We have attempted to examine any authority in California subsequent to both People v. Taylor, supra, and People v. Gillette and Bevins, supra. People v. Taylor, supra, has been cited but three times since 1957.9

At least one later case in California inferentially supports the legal theory that (a) when the previous offenses and convictions; (b) the courts where the convictions took place; (c) the dates of the judgments; and (d) the fact there were separate terms of punishment are all set forth, then the proof of all those facts by the defendant's admission proves the issue beyond a reasonable doubt, and removes any burden of proof therefor existing on the prosecution to go further in its proof.

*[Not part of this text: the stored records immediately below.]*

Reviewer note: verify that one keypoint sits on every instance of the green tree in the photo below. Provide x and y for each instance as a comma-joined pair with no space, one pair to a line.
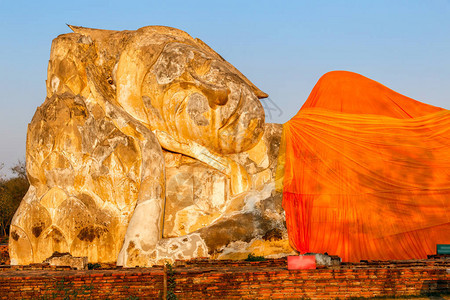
12,190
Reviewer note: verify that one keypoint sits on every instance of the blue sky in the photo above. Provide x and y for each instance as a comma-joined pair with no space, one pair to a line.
283,47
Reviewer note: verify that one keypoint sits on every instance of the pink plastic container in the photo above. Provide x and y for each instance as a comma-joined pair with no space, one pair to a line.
301,262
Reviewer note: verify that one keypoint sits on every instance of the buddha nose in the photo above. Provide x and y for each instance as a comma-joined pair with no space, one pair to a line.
216,95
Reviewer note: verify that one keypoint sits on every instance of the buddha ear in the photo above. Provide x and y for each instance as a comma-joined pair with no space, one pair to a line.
134,63
260,94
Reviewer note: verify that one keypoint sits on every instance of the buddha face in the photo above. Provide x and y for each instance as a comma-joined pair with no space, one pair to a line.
191,94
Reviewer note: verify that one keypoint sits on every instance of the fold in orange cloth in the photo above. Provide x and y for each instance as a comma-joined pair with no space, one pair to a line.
365,172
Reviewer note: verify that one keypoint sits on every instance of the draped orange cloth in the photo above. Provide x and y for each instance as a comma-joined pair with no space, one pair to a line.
365,172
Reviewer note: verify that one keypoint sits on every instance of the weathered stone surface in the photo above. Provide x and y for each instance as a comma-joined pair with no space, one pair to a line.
65,259
149,147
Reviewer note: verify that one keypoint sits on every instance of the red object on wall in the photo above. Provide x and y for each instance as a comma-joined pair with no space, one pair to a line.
304,262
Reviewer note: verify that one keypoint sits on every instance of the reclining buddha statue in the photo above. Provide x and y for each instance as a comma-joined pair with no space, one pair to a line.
151,147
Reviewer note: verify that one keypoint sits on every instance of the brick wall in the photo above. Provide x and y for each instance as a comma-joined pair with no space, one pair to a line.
201,279
4,255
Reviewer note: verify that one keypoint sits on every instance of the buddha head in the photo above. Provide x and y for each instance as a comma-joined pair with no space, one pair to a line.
177,84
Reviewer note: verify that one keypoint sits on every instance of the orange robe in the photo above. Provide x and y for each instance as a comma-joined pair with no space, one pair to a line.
366,172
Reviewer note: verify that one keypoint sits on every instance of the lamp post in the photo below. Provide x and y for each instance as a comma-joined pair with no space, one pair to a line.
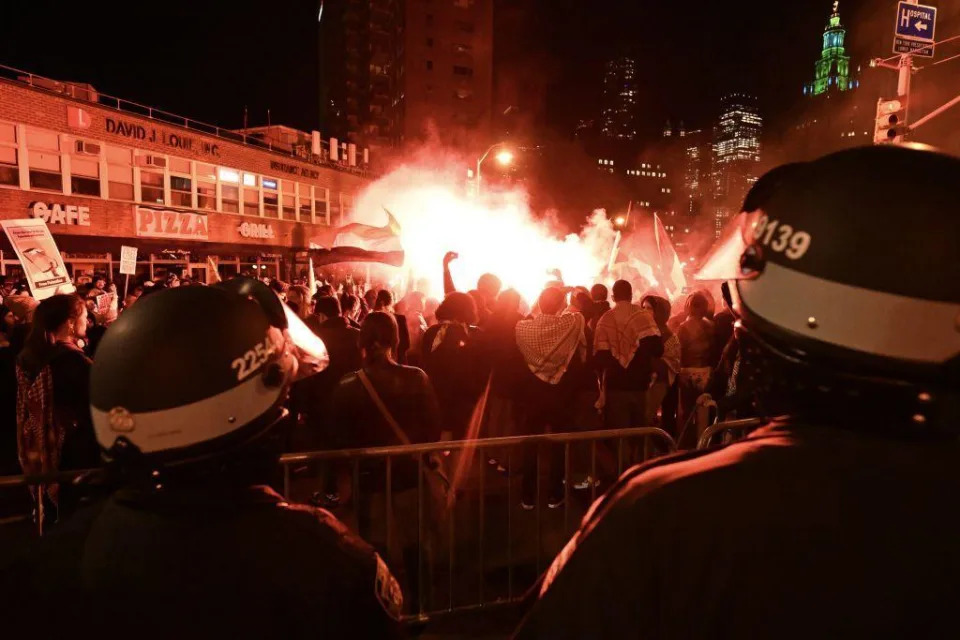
505,157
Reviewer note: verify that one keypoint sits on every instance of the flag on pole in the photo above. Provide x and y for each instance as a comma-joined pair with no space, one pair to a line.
213,271
669,265
311,277
358,242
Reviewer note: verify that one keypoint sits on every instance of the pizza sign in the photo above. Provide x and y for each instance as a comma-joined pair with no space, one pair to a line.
164,223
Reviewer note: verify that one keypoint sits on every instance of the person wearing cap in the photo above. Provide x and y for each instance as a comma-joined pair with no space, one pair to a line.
837,519
187,540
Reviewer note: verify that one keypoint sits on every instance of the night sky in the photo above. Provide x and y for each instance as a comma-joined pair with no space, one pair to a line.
206,60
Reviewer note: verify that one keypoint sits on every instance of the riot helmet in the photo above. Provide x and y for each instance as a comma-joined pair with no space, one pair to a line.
845,278
191,372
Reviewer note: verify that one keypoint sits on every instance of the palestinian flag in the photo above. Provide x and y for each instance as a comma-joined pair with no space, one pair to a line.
358,242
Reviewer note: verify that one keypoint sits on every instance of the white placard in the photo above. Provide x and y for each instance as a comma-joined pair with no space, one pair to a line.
128,260
42,263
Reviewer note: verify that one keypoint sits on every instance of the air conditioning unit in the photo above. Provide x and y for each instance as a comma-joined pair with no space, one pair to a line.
153,161
88,148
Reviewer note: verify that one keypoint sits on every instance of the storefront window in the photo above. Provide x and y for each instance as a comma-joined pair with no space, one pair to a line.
206,195
271,199
181,193
85,175
321,205
44,154
119,173
306,202
230,198
151,186
9,173
251,202
288,199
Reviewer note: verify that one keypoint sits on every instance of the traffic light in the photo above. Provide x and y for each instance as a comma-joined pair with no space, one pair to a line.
891,121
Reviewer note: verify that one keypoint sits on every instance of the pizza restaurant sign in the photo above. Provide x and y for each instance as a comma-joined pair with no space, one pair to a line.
165,223
56,213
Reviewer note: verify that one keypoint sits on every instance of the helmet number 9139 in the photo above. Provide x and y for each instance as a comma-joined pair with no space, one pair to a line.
782,238
253,359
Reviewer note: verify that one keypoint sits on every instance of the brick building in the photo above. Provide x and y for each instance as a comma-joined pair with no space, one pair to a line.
105,172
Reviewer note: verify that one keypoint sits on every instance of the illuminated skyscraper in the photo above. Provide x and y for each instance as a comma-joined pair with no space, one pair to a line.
833,67
736,153
618,118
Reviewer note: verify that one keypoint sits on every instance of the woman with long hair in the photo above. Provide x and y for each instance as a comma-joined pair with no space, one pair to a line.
54,431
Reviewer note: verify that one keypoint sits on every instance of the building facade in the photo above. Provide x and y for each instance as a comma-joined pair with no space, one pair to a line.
618,115
185,195
736,154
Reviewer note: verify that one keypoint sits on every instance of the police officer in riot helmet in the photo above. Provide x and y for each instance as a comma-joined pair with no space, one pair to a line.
838,517
187,542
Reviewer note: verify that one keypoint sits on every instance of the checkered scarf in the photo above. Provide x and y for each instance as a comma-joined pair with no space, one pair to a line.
620,330
548,343
39,435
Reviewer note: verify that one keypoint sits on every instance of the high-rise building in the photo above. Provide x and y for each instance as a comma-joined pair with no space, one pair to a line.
697,156
404,71
360,45
833,72
618,117
736,153
447,72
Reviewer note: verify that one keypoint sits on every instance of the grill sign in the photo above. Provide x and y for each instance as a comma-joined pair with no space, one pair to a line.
255,230
162,223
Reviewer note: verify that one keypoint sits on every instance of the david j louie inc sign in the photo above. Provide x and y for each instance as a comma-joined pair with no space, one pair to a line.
56,213
136,131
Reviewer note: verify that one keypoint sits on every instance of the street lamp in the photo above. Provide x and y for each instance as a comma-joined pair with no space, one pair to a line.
504,157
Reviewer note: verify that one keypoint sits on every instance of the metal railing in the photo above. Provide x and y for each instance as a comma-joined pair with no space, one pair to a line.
493,574
86,93
471,505
731,430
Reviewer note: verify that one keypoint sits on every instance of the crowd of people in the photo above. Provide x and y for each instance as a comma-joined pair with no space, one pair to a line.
576,359
832,518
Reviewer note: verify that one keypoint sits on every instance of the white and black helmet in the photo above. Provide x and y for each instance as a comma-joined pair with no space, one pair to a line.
845,276
191,371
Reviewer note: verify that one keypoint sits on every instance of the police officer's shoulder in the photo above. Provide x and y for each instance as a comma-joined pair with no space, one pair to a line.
675,472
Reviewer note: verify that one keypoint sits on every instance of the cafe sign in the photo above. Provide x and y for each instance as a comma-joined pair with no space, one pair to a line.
256,230
56,213
165,223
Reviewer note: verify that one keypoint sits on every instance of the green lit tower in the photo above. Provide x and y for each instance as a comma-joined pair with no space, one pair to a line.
833,67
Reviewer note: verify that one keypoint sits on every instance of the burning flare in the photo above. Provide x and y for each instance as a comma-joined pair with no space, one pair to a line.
496,233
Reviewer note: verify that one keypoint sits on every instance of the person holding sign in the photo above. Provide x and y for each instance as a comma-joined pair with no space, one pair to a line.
54,430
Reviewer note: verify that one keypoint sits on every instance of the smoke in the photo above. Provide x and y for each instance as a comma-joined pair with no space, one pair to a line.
496,233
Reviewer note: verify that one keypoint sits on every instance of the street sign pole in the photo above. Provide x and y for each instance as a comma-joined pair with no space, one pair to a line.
903,82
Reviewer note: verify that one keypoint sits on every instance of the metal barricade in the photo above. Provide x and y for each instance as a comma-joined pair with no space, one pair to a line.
492,549
731,431
479,573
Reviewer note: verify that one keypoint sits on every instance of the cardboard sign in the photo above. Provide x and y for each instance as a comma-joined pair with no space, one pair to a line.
105,301
42,263
128,260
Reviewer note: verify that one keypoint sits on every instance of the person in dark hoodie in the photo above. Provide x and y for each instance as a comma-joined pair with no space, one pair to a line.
54,431
451,358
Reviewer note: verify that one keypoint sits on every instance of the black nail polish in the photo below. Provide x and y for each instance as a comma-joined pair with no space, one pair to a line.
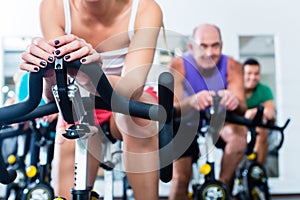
43,63
50,58
57,52
67,57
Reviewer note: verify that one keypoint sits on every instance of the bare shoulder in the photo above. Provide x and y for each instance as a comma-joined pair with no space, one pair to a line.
52,17
52,5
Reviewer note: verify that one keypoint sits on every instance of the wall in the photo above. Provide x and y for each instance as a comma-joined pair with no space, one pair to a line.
235,17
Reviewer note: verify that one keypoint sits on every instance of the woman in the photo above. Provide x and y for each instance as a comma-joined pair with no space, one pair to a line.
120,34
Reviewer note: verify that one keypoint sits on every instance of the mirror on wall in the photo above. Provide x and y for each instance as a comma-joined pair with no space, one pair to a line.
262,48
12,47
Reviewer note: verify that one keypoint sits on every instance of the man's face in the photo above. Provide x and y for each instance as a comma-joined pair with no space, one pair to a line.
206,47
251,76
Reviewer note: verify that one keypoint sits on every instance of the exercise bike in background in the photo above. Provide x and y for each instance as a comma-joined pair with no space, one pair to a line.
18,138
208,187
251,181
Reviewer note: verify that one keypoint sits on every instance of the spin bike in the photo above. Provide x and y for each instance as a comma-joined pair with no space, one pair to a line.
76,109
16,158
209,125
251,181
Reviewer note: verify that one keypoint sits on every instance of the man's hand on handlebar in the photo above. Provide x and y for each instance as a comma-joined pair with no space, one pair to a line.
204,99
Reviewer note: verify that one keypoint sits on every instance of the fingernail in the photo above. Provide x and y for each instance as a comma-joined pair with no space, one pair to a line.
50,59
57,52
43,63
67,57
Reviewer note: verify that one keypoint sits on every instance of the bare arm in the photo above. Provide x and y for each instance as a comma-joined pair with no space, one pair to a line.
235,86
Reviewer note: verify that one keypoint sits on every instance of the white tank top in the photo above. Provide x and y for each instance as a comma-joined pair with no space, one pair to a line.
113,61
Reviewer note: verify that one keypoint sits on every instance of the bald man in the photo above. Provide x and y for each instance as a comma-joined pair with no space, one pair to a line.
200,73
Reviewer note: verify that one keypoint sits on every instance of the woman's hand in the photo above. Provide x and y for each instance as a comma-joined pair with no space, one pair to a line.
37,55
71,47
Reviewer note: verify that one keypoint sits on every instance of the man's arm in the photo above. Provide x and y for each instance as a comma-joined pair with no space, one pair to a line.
181,104
235,84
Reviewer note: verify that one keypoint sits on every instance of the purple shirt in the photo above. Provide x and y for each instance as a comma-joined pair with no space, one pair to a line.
195,82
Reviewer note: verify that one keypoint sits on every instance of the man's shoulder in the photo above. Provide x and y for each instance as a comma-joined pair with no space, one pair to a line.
263,86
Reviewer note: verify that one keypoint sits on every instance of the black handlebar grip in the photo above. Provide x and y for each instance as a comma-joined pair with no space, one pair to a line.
166,99
7,176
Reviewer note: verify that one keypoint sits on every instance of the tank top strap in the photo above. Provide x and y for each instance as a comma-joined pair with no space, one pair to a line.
68,21
134,9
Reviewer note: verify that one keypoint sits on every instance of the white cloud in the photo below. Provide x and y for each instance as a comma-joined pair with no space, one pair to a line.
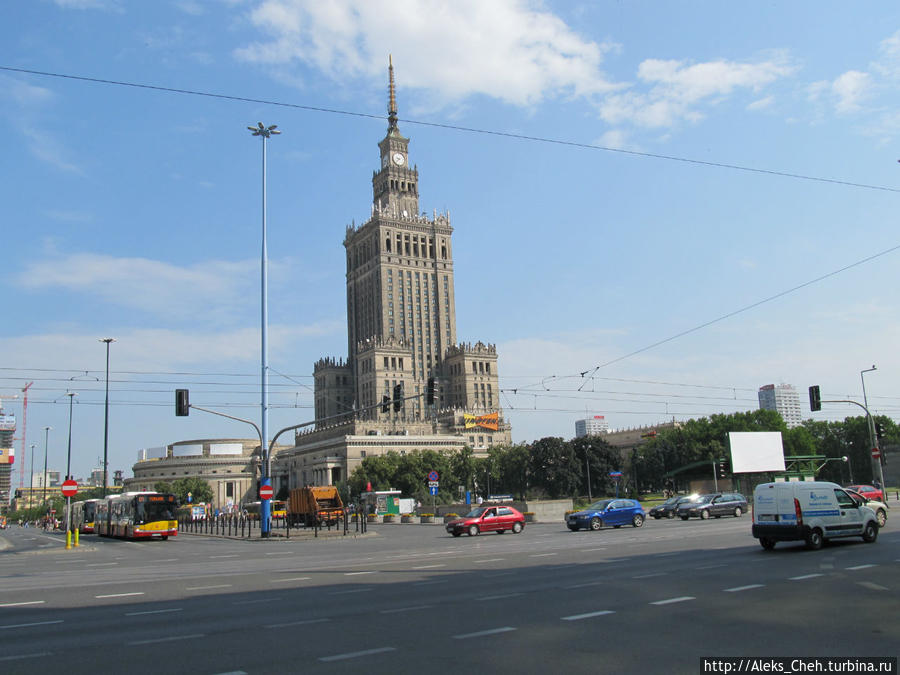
513,51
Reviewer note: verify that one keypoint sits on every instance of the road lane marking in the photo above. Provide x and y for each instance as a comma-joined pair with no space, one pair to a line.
405,609
302,622
499,597
579,617
29,625
154,611
683,598
482,633
738,589
871,586
168,639
355,655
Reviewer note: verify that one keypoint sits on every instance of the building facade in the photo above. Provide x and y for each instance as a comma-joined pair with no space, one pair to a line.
401,331
783,399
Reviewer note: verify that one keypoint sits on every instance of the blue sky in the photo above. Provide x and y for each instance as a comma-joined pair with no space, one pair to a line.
134,212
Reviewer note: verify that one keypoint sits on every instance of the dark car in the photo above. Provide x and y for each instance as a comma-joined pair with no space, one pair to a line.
497,519
669,507
606,512
716,505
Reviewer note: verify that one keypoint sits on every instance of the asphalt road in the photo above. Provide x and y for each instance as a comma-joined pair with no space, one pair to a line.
411,599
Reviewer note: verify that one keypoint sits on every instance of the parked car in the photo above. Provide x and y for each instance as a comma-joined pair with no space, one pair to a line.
606,512
488,519
879,507
716,505
868,491
669,507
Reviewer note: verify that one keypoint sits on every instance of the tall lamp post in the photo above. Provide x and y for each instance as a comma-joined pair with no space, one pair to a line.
106,418
265,133
71,395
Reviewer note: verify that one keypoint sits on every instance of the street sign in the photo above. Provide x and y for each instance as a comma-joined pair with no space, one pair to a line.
70,488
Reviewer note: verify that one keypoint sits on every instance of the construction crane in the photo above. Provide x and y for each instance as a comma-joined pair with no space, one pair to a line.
24,431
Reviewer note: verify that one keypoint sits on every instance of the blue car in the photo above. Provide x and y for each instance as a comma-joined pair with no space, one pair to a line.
607,512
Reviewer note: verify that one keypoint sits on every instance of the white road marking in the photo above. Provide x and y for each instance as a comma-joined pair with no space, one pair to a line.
29,625
578,617
354,655
154,611
168,639
493,631
738,589
683,598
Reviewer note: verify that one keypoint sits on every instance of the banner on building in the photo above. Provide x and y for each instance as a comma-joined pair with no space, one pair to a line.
489,421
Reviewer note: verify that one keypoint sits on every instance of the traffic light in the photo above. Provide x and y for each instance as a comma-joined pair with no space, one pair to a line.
815,399
398,397
182,405
722,468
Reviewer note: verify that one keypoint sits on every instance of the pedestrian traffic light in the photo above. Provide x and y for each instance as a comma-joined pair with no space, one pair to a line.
815,399
398,397
182,405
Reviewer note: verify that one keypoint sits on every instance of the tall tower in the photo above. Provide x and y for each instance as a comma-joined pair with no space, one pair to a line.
401,315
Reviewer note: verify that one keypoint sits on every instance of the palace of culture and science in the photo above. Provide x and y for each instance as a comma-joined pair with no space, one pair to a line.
401,330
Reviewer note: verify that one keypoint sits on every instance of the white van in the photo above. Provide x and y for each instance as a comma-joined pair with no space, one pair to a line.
810,512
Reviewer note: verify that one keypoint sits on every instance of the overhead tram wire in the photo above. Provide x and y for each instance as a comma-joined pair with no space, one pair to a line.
456,127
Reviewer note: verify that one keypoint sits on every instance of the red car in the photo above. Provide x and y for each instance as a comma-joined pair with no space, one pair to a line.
868,492
497,519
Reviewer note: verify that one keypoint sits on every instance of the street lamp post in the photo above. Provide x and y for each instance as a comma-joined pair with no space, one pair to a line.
44,477
106,417
265,479
71,395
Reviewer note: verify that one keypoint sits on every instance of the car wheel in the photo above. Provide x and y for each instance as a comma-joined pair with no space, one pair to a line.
814,540
870,533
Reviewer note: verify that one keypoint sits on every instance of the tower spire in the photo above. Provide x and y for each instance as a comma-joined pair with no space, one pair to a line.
392,102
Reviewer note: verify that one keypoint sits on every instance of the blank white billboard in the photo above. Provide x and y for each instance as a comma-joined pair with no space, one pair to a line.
753,451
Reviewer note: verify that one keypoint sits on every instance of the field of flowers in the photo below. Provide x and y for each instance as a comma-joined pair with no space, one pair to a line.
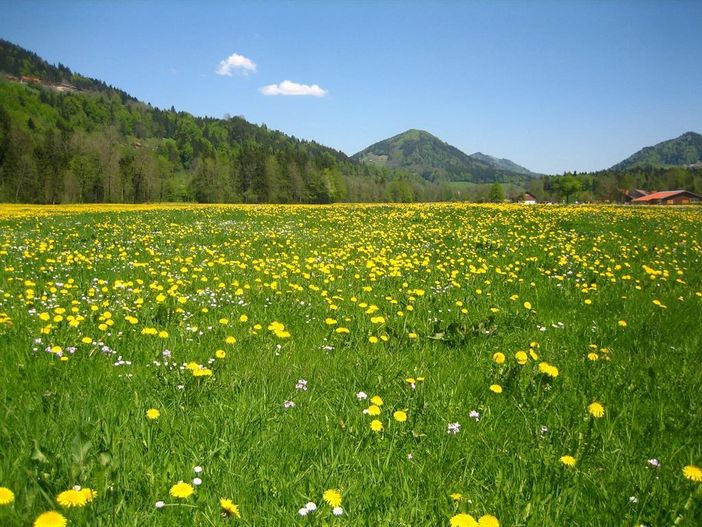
425,365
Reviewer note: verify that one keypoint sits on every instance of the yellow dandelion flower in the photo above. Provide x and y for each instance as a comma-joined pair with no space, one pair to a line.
488,520
50,519
6,496
400,416
521,357
71,498
463,520
596,409
229,507
181,490
376,425
548,369
693,473
332,497
568,461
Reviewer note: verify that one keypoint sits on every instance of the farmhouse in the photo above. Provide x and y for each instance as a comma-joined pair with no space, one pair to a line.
668,197
630,195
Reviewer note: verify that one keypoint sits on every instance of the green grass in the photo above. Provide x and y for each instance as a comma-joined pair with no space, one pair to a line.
82,421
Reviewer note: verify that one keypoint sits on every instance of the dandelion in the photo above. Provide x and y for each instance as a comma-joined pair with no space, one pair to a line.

"While we are not here concerned with the habitual criminal law (Pen. Code, § 644) and thus are not involved with the problem indicated in the quotation heretofore made from In re McVickers 29 C.2d 264, 176 P.2d 40 (1946), still it is clear that, if the point had been appropriately raised in the trial court, the People would have been required to prove that appellant\'s conviction in Louisiana, for what that state denominated `manslaughter,\' could not have been for conduct which California did not punish as a felony, either under the same or under some other name. However, we think that a defendant, if he desires to question the felonious character of his prior offense, as tested by California law, must call that issue to the attention of the trial court, either at the time he is arraigned on the allegation of the prior conviction, or at the time of sentence. If, as here, he admits the prior felony as charged, he cannot thereafter object that proof was not made that the offense was a felony under California law. When he admits the prior felony conviction he does so for all purposes unless he qualifies the admission in some particular thereby putting the People to proof." People v. Niles, 227 Cal.App.2d 749, 758-759, 39 Cal.Rptr. 11, 17 (1964). (Emphasis added.)

In People v. Gillette and Bevins, supra, a petition for rehearing was denied by the District Court...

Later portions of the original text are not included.